Snowden’s Hopes of Leaving Moscow Airport Dashed

MOSCOW (Reuters) -
Russian lawyer Anatoly Kucherena speaks to the media after visiting National Security Agency leaker Edward Snowden at Sheremetyevo airport outside Moscow, Russia, Wednesday. (AP Photo/Alexander Zemlianichenko Jr)
Russian lawyer Anatoly Kucherena speaks to the media after visiting National Security Agency leaker Edward Snowden at Sheremetyevo airport outside Moscow, Russia, Wednesday. (AP Photo/Alexander Zemlianichenko Jr)

Fugitive U.S. spy agency contractor Edward Snowden’s hopes of leaving Moscow’s Sheremetyevo Airport for the first time in a month were dashed on Wednesday when he failed to secure permission from Russia to leave.

An airport source said Snowden, who is wanted by the United States on espionage charges for revealing details of government intelligence programs, was handed documents by his lawyer that were expected to include a pass to leave the transit area.

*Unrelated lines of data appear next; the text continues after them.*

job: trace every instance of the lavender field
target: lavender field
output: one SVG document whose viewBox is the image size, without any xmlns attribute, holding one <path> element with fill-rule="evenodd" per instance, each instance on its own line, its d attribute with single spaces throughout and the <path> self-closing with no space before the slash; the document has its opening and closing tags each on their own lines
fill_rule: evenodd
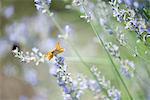
<svg viewBox="0 0 150 100">
<path fill-rule="evenodd" d="M 150 0 L 1 0 L 0 100 L 150 100 Z"/>
</svg>

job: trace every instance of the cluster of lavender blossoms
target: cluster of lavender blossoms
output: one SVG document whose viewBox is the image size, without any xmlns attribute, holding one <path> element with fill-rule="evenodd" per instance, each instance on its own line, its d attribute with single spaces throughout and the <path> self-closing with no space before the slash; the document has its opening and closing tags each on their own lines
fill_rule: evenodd
<svg viewBox="0 0 150 100">
<path fill-rule="evenodd" d="M 113 16 L 117 18 L 117 21 L 125 23 L 125 29 L 136 32 L 139 39 L 143 40 L 145 44 L 149 44 L 149 22 L 145 16 L 139 12 L 139 9 L 131 7 L 132 3 L 130 2 L 132 0 L 127 0 L 129 3 L 127 3 L 126 7 L 122 7 L 121 1 L 122 0 L 111 0 L 110 4 L 112 6 Z M 134 2 L 134 4 L 137 4 L 138 7 L 138 2 Z"/>
<path fill-rule="evenodd" d="M 46 13 L 50 7 L 51 0 L 34 0 L 36 9 L 42 13 Z"/>
<path fill-rule="evenodd" d="M 127 78 L 134 77 L 135 64 L 133 61 L 120 56 L 119 47 L 111 42 L 105 43 L 107 51 L 120 63 L 120 72 Z"/>
<path fill-rule="evenodd" d="M 24 53 L 16 48 L 12 52 L 14 56 L 19 58 L 22 62 L 36 62 L 36 65 L 38 65 L 40 62 L 44 63 L 46 61 L 44 54 L 39 52 L 38 49 L 33 48 L 32 51 L 31 53 Z M 53 64 L 53 67 L 50 67 L 50 74 L 56 77 L 57 84 L 62 88 L 64 100 L 79 100 L 85 90 L 92 91 L 97 100 L 120 100 L 120 92 L 114 87 L 111 87 L 110 81 L 106 81 L 105 77 L 102 76 L 100 72 L 97 72 L 96 67 L 92 67 L 91 71 L 98 81 L 89 79 L 80 74 L 76 80 L 73 80 L 71 74 L 67 71 L 68 66 L 64 62 L 64 57 L 56 55 Z M 107 91 L 107 96 L 103 94 L 102 89 Z"/>
<path fill-rule="evenodd" d="M 39 52 L 39 49 L 37 48 L 32 48 L 31 53 L 24 53 L 23 51 L 19 51 L 18 48 L 12 50 L 12 52 L 15 55 L 15 57 L 21 60 L 21 62 L 30 63 L 33 61 L 35 62 L 35 65 L 39 65 L 39 63 L 44 63 L 45 61 L 44 55 L 41 52 Z"/>
</svg>

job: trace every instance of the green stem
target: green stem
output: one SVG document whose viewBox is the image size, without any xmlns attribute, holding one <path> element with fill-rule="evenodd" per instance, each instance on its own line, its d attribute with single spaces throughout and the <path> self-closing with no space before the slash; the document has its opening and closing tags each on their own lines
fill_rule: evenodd
<svg viewBox="0 0 150 100">
<path fill-rule="evenodd" d="M 86 8 L 84 7 L 83 4 L 82 4 L 82 7 L 83 7 L 83 9 L 84 9 L 84 11 L 85 11 L 85 14 L 88 14 L 88 12 L 86 11 Z M 126 92 L 128 93 L 130 100 L 133 100 L 133 97 L 132 97 L 132 95 L 130 94 L 130 92 L 129 92 L 129 90 L 128 90 L 128 88 L 127 88 L 127 86 L 126 86 L 126 84 L 125 84 L 123 78 L 121 77 L 121 75 L 120 75 L 120 73 L 119 73 L 119 71 L 118 71 L 116 65 L 114 64 L 114 62 L 113 62 L 113 60 L 112 60 L 112 58 L 111 58 L 111 55 L 109 54 L 109 52 L 108 52 L 107 49 L 105 48 L 105 45 L 104 45 L 103 40 L 102 40 L 101 37 L 99 36 L 98 32 L 96 31 L 96 29 L 95 29 L 94 25 L 91 23 L 91 21 L 90 21 L 90 25 L 91 25 L 91 27 L 92 27 L 92 29 L 93 29 L 93 31 L 94 31 L 96 37 L 97 37 L 98 40 L 99 40 L 99 45 L 101 46 L 101 44 L 102 44 L 104 50 L 106 51 L 106 54 L 107 54 L 109 60 L 111 61 L 111 63 L 112 63 L 112 65 L 113 65 L 113 67 L 114 67 L 114 69 L 115 69 L 115 71 L 116 71 L 116 73 L 117 73 L 117 75 L 118 75 L 120 81 L 122 82 L 122 84 L 123 84 L 123 86 L 124 86 L 124 88 L 125 88 L 125 90 L 126 90 Z"/>
<path fill-rule="evenodd" d="M 122 84 L 123 84 L 125 90 L 127 91 L 128 95 L 129 95 L 129 97 L 130 97 L 130 100 L 133 100 L 133 98 L 132 98 L 132 96 L 131 96 L 131 94 L 130 94 L 130 92 L 129 92 L 129 90 L 128 90 L 128 88 L 127 88 L 127 86 L 126 86 L 126 84 L 125 84 L 125 82 L 124 82 L 124 80 L 123 80 L 123 78 L 121 77 L 121 75 L 120 75 L 120 73 L 119 73 L 119 71 L 118 71 L 116 65 L 114 64 L 114 62 L 113 62 L 113 60 L 112 60 L 112 58 L 111 58 L 111 55 L 109 54 L 109 52 L 108 52 L 107 49 L 105 48 L 105 45 L 104 45 L 103 40 L 102 40 L 101 37 L 98 35 L 98 32 L 97 32 L 96 29 L 94 28 L 94 25 L 93 25 L 91 22 L 90 22 L 90 24 L 91 24 L 91 26 L 92 26 L 92 29 L 93 29 L 95 35 L 96 35 L 97 38 L 99 39 L 99 45 L 101 46 L 101 44 L 102 44 L 103 48 L 105 49 L 106 54 L 107 54 L 109 60 L 111 61 L 111 63 L 112 63 L 112 65 L 113 65 L 113 67 L 114 67 L 114 69 L 115 69 L 115 71 L 116 71 L 116 73 L 117 73 L 117 75 L 118 75 L 120 81 L 122 82 Z"/>
<path fill-rule="evenodd" d="M 47 9 L 47 14 L 51 17 L 53 23 L 55 24 L 55 26 L 58 28 L 58 30 L 62 33 L 65 34 L 65 32 L 62 30 L 61 26 L 58 24 L 58 22 L 55 20 L 55 18 L 53 16 L 51 16 L 51 12 Z M 73 46 L 73 44 L 71 44 L 71 41 L 66 40 L 68 44 L 70 44 L 70 46 L 73 48 L 73 51 L 75 52 L 75 54 L 77 55 L 77 57 L 80 59 L 81 63 L 86 66 L 86 68 L 90 71 L 91 75 L 93 76 L 93 78 L 97 81 L 99 87 L 99 81 L 97 79 L 97 77 L 93 74 L 93 72 L 91 71 L 90 67 L 86 64 L 86 62 L 82 59 L 82 57 L 80 56 L 80 54 L 78 53 L 78 51 L 76 50 L 76 48 Z"/>
</svg>

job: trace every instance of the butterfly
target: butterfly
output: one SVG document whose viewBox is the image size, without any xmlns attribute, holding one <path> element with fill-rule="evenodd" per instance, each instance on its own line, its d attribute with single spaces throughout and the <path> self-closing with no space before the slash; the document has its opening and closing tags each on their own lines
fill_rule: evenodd
<svg viewBox="0 0 150 100">
<path fill-rule="evenodd" d="M 56 44 L 56 48 L 52 51 L 49 51 L 45 57 L 48 59 L 48 60 L 51 60 L 54 56 L 56 56 L 57 54 L 60 54 L 64 52 L 64 48 L 60 47 L 60 44 L 59 42 L 57 42 Z"/>
</svg>

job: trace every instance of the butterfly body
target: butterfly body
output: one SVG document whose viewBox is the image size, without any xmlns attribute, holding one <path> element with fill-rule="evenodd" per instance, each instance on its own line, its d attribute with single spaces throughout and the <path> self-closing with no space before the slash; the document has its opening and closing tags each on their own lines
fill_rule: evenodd
<svg viewBox="0 0 150 100">
<path fill-rule="evenodd" d="M 45 56 L 46 58 L 48 58 L 48 60 L 51 60 L 54 56 L 56 56 L 57 54 L 60 54 L 64 52 L 64 48 L 60 47 L 59 42 L 56 44 L 56 48 L 50 52 L 48 52 Z"/>
</svg>

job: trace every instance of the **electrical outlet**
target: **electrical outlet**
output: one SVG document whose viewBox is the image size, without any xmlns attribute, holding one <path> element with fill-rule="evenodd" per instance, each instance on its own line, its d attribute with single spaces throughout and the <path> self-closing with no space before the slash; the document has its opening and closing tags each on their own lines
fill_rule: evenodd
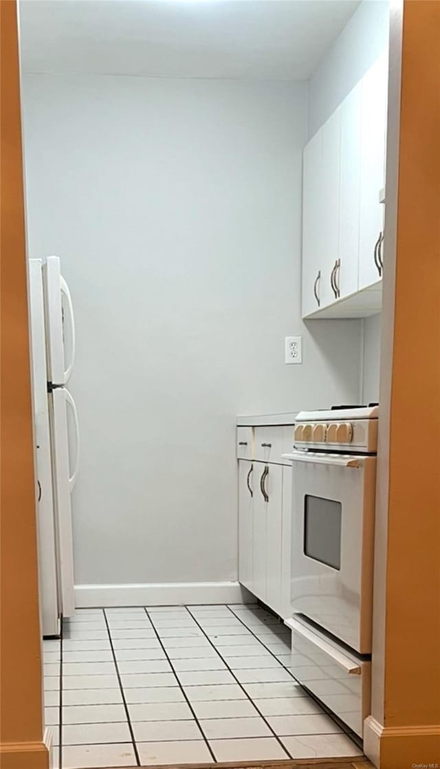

However, Snowden did not go through passport control and lawyer Anatoly Kucherena, who is helping him with his request for temporary asylum in Russia until he can reach a country that will shelter him, said the American did not have the pass he needed.

It was not clear whether there had been last-minute political intervention or a hitch, or whether the pass had never been in his possession.

Kucherena said he hoped Snowden’s status would be resolved soon. “I must say he is of course anxious about it and I hope that this situation will be resolved in the nearest future,” Kucherena said at Sheremetyevo.

“This is the first time Russia is facing such a situation, and this issue of course requires time for the immigration workers.”

In Washington, the White House said it was seeking clarification of Snowden’s status, the State Department made clear that allowing him to leave the airport would be “deeply disappointing” and Secretary of State John Kerry telephoned Russian Foreign Minister Sergei Lavrov about the situation.

“The secretary spoke with Foreign Minister Lavrov this morning,” said State Department spokeswoman Jen Psaki. “He reiterated our belief … that Mr. Snowden needs to be returned to the United States where he will have a fair trial.”

Bolivia, Nicaragua and Venezuela have said they could offer sanctuary to Snowden, who arrived on June 23 from Hong Kong, where he had fled to escape capture and trial in the United States on espionage charges.

None of the three Latin American countries can be reached by a direct commercial flight from Moscow so Snowden has requested temporary asylum in Russia until he believes he can safely reach one of them.

The United States wants him extradited to face prosecution and has revoked his passport.

Snowden, who has been assisted by the WikiLeaks anti-secrecy group, has not been seen in public since June 23 although he had a meeting at the airport with human rights groups on July 13.